В 1892 году Чехов купил имение Мелихово, близ Лопасни, Серпуховского уезда, в 80 верстах от Москвы. Куплено было по газетному объявлению. Отец и мать начали хозяйничать, сестра Мария Павловна наезжала из Москвы с вечера пятницы до утра понедельника и деятельно вела дела, брат Михаил помогал временами как «управляющий».
Кончилось скитание по чужим квартирам со всеми неблагоустройствами. Семейство осело на месте; приобретено за тринадцать тысяч имение в сто двадцать десятин земли, с лесом, речкой, посевными полями, усадьбой, с домом и прудами, с садом.

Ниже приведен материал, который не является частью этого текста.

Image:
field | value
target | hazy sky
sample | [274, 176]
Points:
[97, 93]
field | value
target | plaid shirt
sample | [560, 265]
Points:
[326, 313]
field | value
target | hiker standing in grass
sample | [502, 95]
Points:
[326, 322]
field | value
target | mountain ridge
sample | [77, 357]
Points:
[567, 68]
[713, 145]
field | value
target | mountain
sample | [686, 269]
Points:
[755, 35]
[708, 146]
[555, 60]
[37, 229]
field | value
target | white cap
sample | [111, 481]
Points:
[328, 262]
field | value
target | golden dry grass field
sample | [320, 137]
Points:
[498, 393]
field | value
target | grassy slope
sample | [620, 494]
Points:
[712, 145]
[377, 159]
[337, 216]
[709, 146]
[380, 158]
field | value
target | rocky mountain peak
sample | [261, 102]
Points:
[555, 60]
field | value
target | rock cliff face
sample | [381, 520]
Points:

Прожили здесь Чеховы в трудах и заботах по осень 1898 года с великим роздыхом и радостями. Писатель в спокойной обстановке получил возможность творить. В Мелихове написаны пьесы «Чайка», рассказы «Черный монах», «Мужики», «Ионыч», «Человек в футляре». Многое здесь пережито и передумано.
Мелихово, конечно, не идиллия. Тут нашлись свои толчки и заботы. Однако они-то и сообщали новый стиль всей жизни и думам.

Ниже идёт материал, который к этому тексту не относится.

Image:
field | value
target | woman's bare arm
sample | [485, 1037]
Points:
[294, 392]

Конечно, накапливались неудобства именно этой самой сельской жизни: усадьба требовала неустанного труда, хозяйственных забот, чувствовалась «власть земли», и Чехов, на чьем иждивении находилось Мелихово, был постоянно озабочен. Из Москвы нужно подвозить семена, чай, колбасу, гвозди, дверные крючки, и в письмах к сестре, братьям, ко всем, собирающимся приехать, мелькают поручения и просьбы. Чехова одолевают дела по земству, лечение крестьян, строительство школ в Талеже, Новоселках, Мелихове, починки моста через Аюторку.
Сырая местность под Лопасней вредно отзывалась на легких писателя. Как теперь медициной доказано, чахоточному Чехову было противопоказано проживание в Мелихове.
Ему надоедало сидеть сиднем в деревне. Он довольно часто отлучается в Москву по издательским делам, наезжает в Петербург. Хотелось путешествовать, менять места. Чехов мечтает поехать в Африку, Америку. И только денег нет для этого. Он дважды вырывается в Крым, полагая, что Ялта его вылечит. Ищет разнообразия, знакомств. Едет еще раз в Таганрог проститься с умирающим дядей Митрофаном Егоровичем. Наглядевшись на Европу перед оседлостью в Мелихове, он в 1894 году отправляется в Вену, Венецию, Геную, Милан, Ниццу. Его манит весь мир.
Но мелиховское хозяйствование, жизнь среди суровых мужиков, местная благотворительность были продолжением того познания действительности, которое ярко продемонстрировалось поездкой на Сахалин. В мелиховский период происходят важные сдвиги в чеховском миропонимании и чеховском творчестве.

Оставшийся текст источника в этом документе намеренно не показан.